Region I Administrator Bill Dean told those who attended the NRC’s May 14th event that it’s not NRC policy to provide transcriptions of its public meetings. Dean said they have to “think about cost of things like transcription services, and is that the right use of our, you know, tax dollars.”
This particularly disingenuous policy of the NRC not to provide transcriptions brought protests from from the audience. Obviously, they felt it’s a significantly important use of taxpayer dollars to provide transcripts of these meetings that only a handful of people can actually attend.
Unlike the NRC, I do not have to worry about taxpayer dollars, so I took the better part of a week to make a transcription. Such a thing was only possible because activist Don Debar announced he was making an audio recording of the entire meeting, intending to air it on his online radio show at CPRmetro.org.
DeBar’s opening remarks and segments of related interviews and commentary are
available at livestream/4szCS (it loads more slowly; the meeting itself begins at 15:27).
Transcript here (includes editorial remarks, names of speakers
where possible, and links to various documents cited).
Dean’s pandering and dissembling only contribute to the fundamental distrust many people in the 10-mile radius already have of the NRC, with its problematical regulatory record. Here’s part of Dean’s opening remarks:
“I know a number of you have indicated that we would really like to have these meetings transcribed, recorded somehow. And the NRC does do that for meetings that are decision-making meetings, meetings that are held that are—, that have a legal or a regulatory aspect to them where there’ll be a decision made. This is not a decision-making meeting, this is not a meeting that’ll be part of the license renewal hearings on Indian Point, or anything like that.
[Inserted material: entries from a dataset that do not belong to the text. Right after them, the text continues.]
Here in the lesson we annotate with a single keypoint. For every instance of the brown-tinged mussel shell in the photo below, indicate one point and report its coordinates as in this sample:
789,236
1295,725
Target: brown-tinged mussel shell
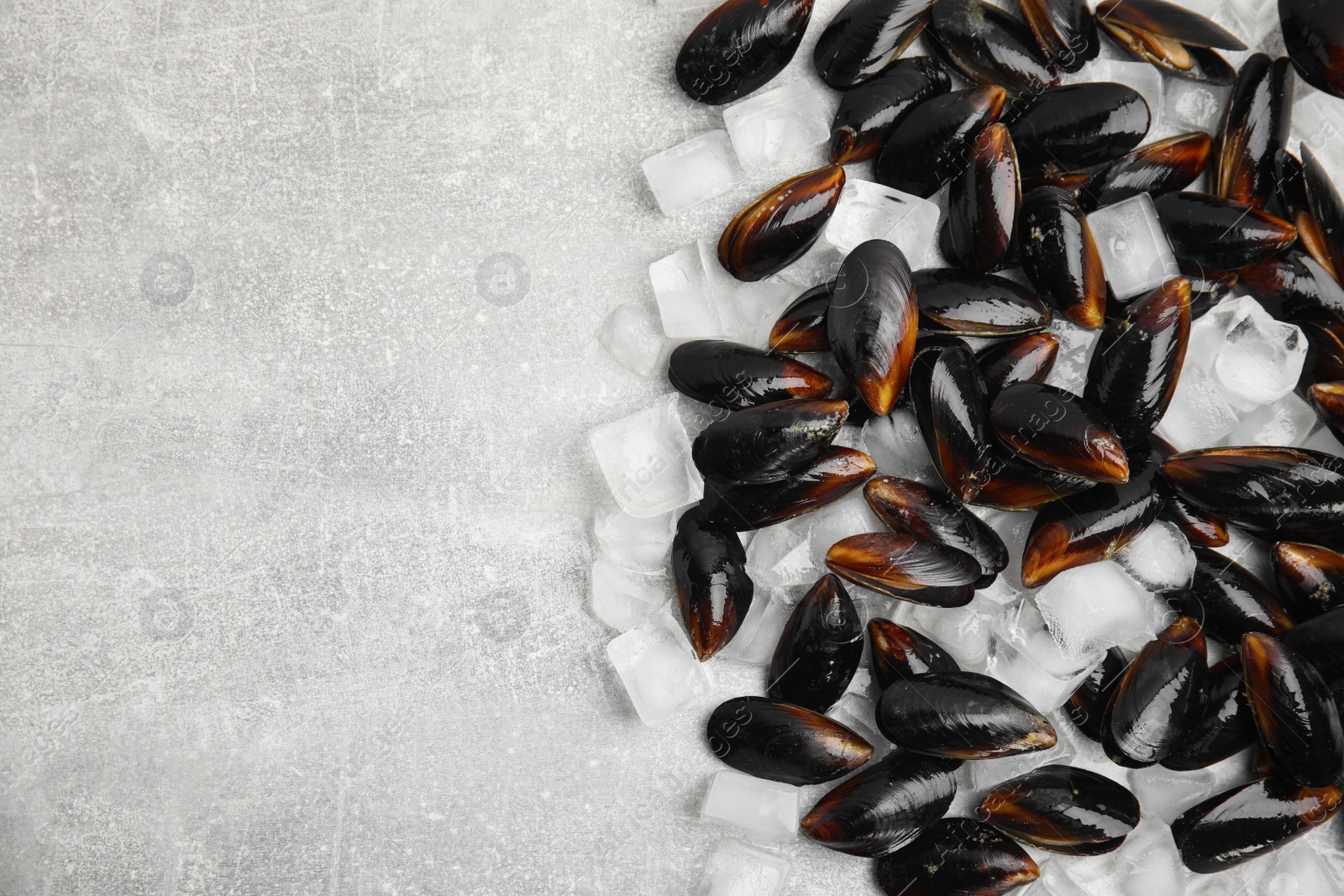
832,476
768,443
929,145
1222,234
956,857
964,302
1229,600
1314,35
1250,820
885,806
1254,130
819,651
1269,490
781,741
1088,703
1095,524
1059,255
871,112
1139,359
1225,730
864,38
991,46
906,567
781,224
741,46
1156,168
1063,809
1077,127
873,322
1294,711
1027,359
900,653
1160,699
983,204
1057,430
712,586
961,715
This is just an opportunity for us to have dialogue and information exchange with you all. So, we all will be taking notes. I’ll note, for example, that Mary Woolen from the Chairman’s office is here [Chairman’s Policy Advisor for External Engagement]. The Chairman, as many of you may know, was up here in February and met with a number of the stakeholder groups while she was here. Mary is here to listen to the feedback and the comments that we get and so will be conveying to the Chairman the things that she hears here tonight, as well as the NRC staff.
“You know, this nation is founded on a lot of great principles, and one of them that I think is really important is the fact that diversity is important in this country. This is a very diverse nation. People came to this country from many, many different parts of the world and have made this the strongest nation in the world, and diversity is part of that. That includes diversity of views, and I know there are people here in this audience that have different views about Indian Point and nuclear power. And you are going to have an opportunity to share those views with us here tonight. But I do ask, though, is that when people come up to share their views that we treat their legal right to have a view and have an opinion and express that opinion with respect no matter what side of the subject matter they might be on. Whether they’re for or against, please treat members with respect.”
When the NRC can’t find a way to provide a transcript for people who can’t attend its public meetings, they show a profound disrespect not only for taxpayers, but for anyone who spends time in the lower Hudson Valley.